Può essere piantato per talea o cresciuto tramite semina, in entrambi i casi il periodo migliore è la primavera possibilmente nei giorni di sole in cui avvengono i primi aumenti di temperatura. 

Nel caso di semina basterà spargere un pizzico di semi sulla superficie e coprirli poi con un po' di terriccio cercando di mantenerlo tiepido e umido per i primi 15 giorni, al termine dei quali dovrebbero vedersi i primi germogli.  

Innaffiare il rosmarino in vaso 

Un altro aspetto chiave per la salute di questa pianta aromatica è la giusta idratazione.

Se d'estate è necessario innaffiarlo spesso a causa delle alte temperature, in autunno e inverno per la giusta cura del rosmarino in vaso sarà sufficiente assicurarsi che il terreno rimanga leggermente umido innaffiandolo solo quando il terriccio diventa troppo secco. 

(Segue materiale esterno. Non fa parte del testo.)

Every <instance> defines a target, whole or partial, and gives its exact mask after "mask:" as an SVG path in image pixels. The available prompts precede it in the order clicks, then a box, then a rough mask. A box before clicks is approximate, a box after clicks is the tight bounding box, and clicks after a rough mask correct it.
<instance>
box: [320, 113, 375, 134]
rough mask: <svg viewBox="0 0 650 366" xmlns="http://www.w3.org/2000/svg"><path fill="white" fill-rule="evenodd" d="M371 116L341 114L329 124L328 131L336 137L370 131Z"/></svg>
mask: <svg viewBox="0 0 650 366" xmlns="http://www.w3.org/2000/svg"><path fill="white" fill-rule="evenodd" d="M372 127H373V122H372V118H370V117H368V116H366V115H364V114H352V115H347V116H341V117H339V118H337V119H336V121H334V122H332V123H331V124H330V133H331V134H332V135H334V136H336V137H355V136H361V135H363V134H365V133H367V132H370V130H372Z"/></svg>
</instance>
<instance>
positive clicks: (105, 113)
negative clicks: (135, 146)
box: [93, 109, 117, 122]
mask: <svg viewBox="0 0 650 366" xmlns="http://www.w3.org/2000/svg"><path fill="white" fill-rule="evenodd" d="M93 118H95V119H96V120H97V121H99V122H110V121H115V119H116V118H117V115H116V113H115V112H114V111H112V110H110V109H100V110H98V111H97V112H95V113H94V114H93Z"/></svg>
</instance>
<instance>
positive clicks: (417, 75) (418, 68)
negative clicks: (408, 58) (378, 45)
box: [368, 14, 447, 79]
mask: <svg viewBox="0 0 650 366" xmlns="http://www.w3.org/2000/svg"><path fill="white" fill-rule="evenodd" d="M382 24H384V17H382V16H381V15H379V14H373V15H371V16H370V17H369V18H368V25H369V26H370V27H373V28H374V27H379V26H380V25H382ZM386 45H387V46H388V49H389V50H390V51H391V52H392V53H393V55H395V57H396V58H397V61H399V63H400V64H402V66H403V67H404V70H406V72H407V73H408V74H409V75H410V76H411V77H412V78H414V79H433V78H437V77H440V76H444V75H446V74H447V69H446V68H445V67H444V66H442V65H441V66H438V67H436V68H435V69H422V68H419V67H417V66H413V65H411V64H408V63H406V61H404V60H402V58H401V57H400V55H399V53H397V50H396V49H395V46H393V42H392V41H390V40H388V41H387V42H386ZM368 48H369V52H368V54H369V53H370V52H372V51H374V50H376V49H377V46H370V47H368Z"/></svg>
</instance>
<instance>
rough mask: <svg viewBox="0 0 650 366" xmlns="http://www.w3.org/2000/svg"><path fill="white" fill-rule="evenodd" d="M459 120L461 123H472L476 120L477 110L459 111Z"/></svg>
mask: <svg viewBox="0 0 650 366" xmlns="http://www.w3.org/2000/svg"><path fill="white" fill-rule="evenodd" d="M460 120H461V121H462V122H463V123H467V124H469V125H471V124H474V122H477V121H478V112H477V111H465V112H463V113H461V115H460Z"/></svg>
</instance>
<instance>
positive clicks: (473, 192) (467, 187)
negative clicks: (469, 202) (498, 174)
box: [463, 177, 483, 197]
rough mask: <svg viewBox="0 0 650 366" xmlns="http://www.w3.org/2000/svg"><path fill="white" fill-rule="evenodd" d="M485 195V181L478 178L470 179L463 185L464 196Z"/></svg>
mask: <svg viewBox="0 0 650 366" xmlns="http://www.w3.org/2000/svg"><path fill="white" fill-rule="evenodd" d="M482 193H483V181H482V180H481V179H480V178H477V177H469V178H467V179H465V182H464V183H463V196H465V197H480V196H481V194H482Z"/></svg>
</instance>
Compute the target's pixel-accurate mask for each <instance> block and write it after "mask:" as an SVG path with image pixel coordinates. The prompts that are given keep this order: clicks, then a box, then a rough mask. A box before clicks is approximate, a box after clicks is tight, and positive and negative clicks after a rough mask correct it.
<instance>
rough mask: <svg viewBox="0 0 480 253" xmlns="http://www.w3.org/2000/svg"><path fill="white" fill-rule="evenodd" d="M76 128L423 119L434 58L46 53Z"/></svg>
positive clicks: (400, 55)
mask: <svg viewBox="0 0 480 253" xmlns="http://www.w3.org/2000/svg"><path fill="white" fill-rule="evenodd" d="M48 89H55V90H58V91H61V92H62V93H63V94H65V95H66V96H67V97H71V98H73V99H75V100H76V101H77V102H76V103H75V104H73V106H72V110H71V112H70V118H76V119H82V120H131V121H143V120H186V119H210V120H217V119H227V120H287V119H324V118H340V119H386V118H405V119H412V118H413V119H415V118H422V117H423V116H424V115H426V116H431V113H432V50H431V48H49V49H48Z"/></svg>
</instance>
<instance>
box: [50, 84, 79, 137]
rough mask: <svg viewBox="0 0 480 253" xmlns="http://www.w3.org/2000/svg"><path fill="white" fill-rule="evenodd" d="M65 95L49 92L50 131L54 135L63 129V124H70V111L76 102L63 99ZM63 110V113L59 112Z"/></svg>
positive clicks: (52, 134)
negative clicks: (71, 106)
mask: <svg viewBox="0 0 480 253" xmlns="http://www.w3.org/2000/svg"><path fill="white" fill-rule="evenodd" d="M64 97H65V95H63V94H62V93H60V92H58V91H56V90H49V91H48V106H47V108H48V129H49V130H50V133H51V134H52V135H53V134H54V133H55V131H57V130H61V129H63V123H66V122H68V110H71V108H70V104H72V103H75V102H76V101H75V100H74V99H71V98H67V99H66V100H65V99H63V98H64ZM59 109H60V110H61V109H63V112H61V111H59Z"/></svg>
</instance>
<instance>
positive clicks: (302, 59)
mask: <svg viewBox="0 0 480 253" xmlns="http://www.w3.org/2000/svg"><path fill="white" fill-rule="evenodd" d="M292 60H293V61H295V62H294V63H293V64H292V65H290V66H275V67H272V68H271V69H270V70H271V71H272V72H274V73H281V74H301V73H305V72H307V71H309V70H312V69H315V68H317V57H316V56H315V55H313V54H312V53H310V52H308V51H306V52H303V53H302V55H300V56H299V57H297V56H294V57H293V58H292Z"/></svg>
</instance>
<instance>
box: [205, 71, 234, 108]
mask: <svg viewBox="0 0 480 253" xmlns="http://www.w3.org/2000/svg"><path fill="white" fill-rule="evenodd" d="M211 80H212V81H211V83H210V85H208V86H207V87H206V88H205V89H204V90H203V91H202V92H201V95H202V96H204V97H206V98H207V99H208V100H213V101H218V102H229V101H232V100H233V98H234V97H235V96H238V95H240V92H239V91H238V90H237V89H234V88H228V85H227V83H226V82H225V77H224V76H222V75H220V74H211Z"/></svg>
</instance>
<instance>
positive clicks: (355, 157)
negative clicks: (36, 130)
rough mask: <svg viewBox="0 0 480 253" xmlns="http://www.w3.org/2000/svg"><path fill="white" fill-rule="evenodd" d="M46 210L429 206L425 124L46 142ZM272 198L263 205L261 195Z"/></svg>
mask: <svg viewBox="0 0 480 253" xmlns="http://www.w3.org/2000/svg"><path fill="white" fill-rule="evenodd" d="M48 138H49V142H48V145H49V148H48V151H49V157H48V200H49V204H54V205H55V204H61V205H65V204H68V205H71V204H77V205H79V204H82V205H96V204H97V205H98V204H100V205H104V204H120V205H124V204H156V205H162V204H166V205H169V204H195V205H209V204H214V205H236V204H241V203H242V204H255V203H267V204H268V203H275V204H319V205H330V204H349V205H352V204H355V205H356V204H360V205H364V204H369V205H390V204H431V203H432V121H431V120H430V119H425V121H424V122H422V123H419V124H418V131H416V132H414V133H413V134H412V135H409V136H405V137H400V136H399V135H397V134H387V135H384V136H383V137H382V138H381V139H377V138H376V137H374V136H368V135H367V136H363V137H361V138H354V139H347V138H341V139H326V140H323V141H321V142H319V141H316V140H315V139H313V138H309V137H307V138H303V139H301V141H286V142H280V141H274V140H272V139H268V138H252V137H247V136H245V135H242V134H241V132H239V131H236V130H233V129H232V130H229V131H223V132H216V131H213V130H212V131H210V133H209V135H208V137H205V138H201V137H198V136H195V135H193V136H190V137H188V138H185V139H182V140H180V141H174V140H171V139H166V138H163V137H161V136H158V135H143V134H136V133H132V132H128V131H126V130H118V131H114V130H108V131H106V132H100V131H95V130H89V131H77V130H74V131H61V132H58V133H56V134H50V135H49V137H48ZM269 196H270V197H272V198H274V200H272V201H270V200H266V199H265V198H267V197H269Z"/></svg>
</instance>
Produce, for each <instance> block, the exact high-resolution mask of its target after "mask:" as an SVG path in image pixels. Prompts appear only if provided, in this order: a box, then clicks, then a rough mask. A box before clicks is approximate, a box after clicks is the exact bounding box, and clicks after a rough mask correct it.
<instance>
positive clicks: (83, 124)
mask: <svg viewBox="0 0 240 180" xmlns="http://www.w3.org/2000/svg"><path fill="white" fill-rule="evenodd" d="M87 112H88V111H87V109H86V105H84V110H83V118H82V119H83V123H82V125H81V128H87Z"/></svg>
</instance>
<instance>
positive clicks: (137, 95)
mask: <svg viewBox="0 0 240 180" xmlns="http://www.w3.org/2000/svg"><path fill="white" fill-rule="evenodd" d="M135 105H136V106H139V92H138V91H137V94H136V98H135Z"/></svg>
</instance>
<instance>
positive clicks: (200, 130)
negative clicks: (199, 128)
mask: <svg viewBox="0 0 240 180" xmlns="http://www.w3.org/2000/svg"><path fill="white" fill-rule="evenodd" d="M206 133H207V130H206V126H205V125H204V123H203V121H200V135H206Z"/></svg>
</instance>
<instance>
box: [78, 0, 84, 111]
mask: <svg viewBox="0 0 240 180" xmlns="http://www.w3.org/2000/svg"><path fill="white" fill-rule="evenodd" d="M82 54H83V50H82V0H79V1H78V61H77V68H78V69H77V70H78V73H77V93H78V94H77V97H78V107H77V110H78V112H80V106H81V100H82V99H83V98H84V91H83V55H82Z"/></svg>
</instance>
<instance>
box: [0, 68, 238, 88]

Una volta cresciuta diventerà una pianta resistente alla siccità, ma appena piantato in vaso e per le prime due settimane andrà innaffiato frequentemente.

Attenzione però non eccedere poiché un terreno troppo bagnato danneggerebbe la pianta. Per le prime settimane puoi affidarti a un terreno drenante, aggiungendo successivamente un terreno più ricco in cima. 

Ricorda che il rosmarino non ti avverte dell'eccesso di acqua, affidati quindi al tatto per comprendere il giusto grado di idratazione del terreno.

Un altro consiglio è quello di arieggiare il terreno smuovendo la superficie e permettendo quindi all'aria e alla luce di penetrare i primi centimetri. Arieggiando il vaso ti libererai anche della piccola vegetazione opportunistica che potrebbe soffocare il tuo rosmarino. 

Concime per rosmarino in vaso 

Differentemente dalla pianta cresciuta in giardino, il rosmarino in vaso non potrà avere radici particolarmente profonde in grado di cercare nutrienti in profondità. 

Sebbene non necessiti di particolari esigenze nutritive consigliamo quindi di aggiungere una piccola quantità di concime liquido specifico per piante aromatiche.

Affidati alle indicazioni riferite dallo specifico prodotto e ricordati di non abbondare. 

Quando potare il rosmarino in vaso 

Il periodo migliore per potare il rosmarino in vaso è durante la primavera. Questo periodo dell'anno corrisponde al risveglio vegetativo della pianta che sarà quindi capace di riprendersi velocemente. 

In primavera il rosmarino comincerà a fare i fiori che ci saranno utili per creare delle talee. 

La ricrescita ci verrà inoltre in aiuto per capire quali rami hanno dato vita alla rigenerazione e quali invece si sono seccati durante l'inverno. Potiamo quindi i rami secchi e limitiamoci ad accorciare, ma non troppo, i rami che hanno dato vita ai fiori.  

Ricordiamoci di potare i rami a non meno di 7-8 centimetri e di assicurarci che il ramo restante abbia abbastanza aghi da non lasciare la pianta spoglia.